Area “h” is where there are provided regions between which the lengths of the land prepits formed therein as observed in the direction of the tracks are mutually different. For example, as shown in FIG. 4, from the inner edge of area “h”, there are formed a region where the length of land prepits in the direction of the tracks equals L1 and then a region where the length of land prepits in the direction of the tracks equals L2 (>L1). The values of L1 and L2 are determined on the basis of the limit values of the track-direction land prepit length within which a disc is evaluated as meeting its standard, and on the basis of information on low-quality discs, which have been an issue in the market. This makes it possible to check the tolerance of the decoding of land prepits.

Area “i” has the format of a CD-ROM, and has a trail of pits formed on the glass substrate.

Now, the procedure for testing a pickup by the use of the test disc according to the present invention described above will be described with reference to the flow chart in FIG. 5.

First, in step S10, the test disc is loaded in a test apparatus. The test apparatus may be any conventionally know one for use for the development of pickups.

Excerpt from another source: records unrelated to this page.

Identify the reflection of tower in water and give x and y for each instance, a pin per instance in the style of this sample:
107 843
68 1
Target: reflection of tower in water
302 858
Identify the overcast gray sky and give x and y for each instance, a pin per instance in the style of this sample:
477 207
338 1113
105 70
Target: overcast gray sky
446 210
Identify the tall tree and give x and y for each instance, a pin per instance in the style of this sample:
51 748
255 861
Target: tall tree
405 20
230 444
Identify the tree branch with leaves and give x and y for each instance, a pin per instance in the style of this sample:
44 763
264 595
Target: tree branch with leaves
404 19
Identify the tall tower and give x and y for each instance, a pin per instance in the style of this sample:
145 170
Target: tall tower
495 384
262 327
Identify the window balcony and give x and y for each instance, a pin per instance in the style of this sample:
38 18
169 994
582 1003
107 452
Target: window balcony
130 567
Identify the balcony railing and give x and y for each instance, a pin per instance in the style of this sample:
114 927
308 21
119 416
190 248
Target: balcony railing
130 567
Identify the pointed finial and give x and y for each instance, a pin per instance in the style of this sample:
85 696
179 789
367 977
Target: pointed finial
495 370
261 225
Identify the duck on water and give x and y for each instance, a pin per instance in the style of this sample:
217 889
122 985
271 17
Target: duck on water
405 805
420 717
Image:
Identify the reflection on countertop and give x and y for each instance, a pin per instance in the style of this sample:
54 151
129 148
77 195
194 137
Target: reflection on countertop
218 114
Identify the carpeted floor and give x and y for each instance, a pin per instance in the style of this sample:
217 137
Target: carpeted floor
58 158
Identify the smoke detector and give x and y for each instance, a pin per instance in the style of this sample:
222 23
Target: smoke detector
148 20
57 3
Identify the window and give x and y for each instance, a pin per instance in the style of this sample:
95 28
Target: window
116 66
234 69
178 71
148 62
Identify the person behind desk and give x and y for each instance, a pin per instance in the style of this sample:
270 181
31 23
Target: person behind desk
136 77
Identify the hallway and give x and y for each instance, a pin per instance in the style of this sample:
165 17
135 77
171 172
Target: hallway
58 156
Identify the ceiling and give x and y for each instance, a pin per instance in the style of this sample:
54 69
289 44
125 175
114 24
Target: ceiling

Then, in step S20, a pickup is mounted on the test apparatus.

In step S30, the test apparatus adjusts the power of laser, and then, in step S40, the pickup moves to area “a”. In step S50, the focus error is measured. Then, in step S60, the focus servo is turned on, and skew adjustment and the like are performed.

In step S70, the pickup moves to area “b”. In step S80, on the basis of the light reflected from the test disc, whether or not the levels of the amplitudes of the land prepit signal and of the wobble signal meet the standard is checked. In addition, the results of the decoding of land prepits are checked.

In step S90, the pickup moves to area “c”. In step S100, on the basis of the light reflected from the test disc, whether or not the level of the amplitude of the wobble signal meets the standard is checked. In addition, the results of the decoding of ADIP are checked.

Subsequently, in steps S110 to S200, testing is performed in similar manners in areas “d” to “h”. Specifically, in the areas directed to DVD- family, the levels of the amplitudes of the land prepit signal and the wobble signal and the results of the decoding of land prepits are checked, and, in the areas directed to DVD+ family, the level of the amplitude of the wobble signal and results of the decoding of ADIP are checked.

Next, in step S210, the pickup moves to area “i”. In step S220, the focus error is measured. In step S230, the focus servo is turned on, and skew adjustment and the like are performed. Now, the testing is complete.

In the above description, the test disc according to the present invention has been described as having a substrate formed of glass and having no recording layer. It is, however, also possible to form one as a disc, like commercially available recordable DVDs, having a substrate formed of polycarbonate and having a recording layer of organic colorant film or phase change film. In that case, for example, in the recorded regions of areas “b” and “c”, if the recording layer is organic colorant film, recording marks are formed by deforming parts of the recording layer, the substrate, and the reflective layer, and, if the recording layer is phase change film, recording marks are formed by making parts of the recording layer amorphous. Also with the test disc so structured, it is possible to dramatically enhance the efficiency of the testing of a pickup.